Network Security Internet Technology Development Database Servers Mobile Phone Android Software Apple Software Computer Software News IT Information

In addition to Weibo, there is also WeChat

Please pay attention

WeChat public account

Shulou

How to find and delete duplicate files in Linux

2025-01-14 Update From: SLTechnology News&Howtos shulou NAV: SLTechnology News&Howtos > Servers >

Share

Shulou(Shulou.com)06/01 Report--

This article is to share with you about how to find and delete duplicate files in Linux, the editor thinks it is very practical, so I share it with you to learn.
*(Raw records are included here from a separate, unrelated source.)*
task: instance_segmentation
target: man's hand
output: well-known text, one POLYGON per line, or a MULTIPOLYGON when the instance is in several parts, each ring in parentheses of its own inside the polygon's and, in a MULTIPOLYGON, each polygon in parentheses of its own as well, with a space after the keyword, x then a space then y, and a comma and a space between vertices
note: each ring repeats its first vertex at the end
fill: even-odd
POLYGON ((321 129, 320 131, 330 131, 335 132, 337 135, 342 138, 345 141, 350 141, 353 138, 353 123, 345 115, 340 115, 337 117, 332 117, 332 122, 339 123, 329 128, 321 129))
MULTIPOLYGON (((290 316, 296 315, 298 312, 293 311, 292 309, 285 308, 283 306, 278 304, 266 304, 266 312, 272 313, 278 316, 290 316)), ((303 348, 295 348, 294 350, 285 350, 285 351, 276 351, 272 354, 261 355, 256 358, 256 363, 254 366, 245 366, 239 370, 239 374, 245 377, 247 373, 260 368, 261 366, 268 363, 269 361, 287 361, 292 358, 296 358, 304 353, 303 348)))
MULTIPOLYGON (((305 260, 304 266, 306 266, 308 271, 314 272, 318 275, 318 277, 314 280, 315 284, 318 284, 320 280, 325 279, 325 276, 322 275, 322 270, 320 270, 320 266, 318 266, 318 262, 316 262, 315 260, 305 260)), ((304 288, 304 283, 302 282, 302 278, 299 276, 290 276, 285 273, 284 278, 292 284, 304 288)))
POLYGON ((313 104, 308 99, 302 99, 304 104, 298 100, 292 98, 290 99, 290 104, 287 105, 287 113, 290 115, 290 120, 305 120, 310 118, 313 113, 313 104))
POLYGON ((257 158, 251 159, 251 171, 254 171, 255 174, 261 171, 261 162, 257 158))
I hope you can get something after reading this article.

Find and delete duplicate files in Linux

For the purposes of this guide, I will discuss the following three tools:

Rdfind

Fdupes

FSlint

These three tools are free and open source and run on most Unix-like systems.

1. Rdfind

Rdfind, which means redundant data find (redundant data Lookup), is a free and open source tool that finds duplicate files by visiting directories and subdirectories. It is based on the content of the file rather than the name of the file. Rdfind uses a sorting algorithm to distinguish between original and duplicate files. If you have two or more identical files, Rdfind will intelligently find the original files and identify the remaining files as duplicate files. Once a copy of the file is found, it will report back to you. You can decide whether to delete or use hard links or symbolic (soft) links instead.

Install Rdfind

Rdfind exists in AUR. Therefore, in Arch-based systems, you can install it using any of the Yay AUR program helpers as below.

$yay-S rdfind

On Debian, Ubuntu, Linux Mint:

$sudo apt-get install rdfind

On Fedora:

$sudo dnf install rdfind

On RHEL, CentOS:

$sudo yum install epel-release$ sudo yum install rdfind

Usage

Once the installation is complete, run the Rdfind command with only the directory path to scan for duplicate files.

$rdfind ~ / Downloads

As you can see from the screenshot above, the Rdfind command scans the ~ / Downloads directory and stores the results in a file called results.txt under the current working directory. You can see the names of possible duplicate files in the results.txt file.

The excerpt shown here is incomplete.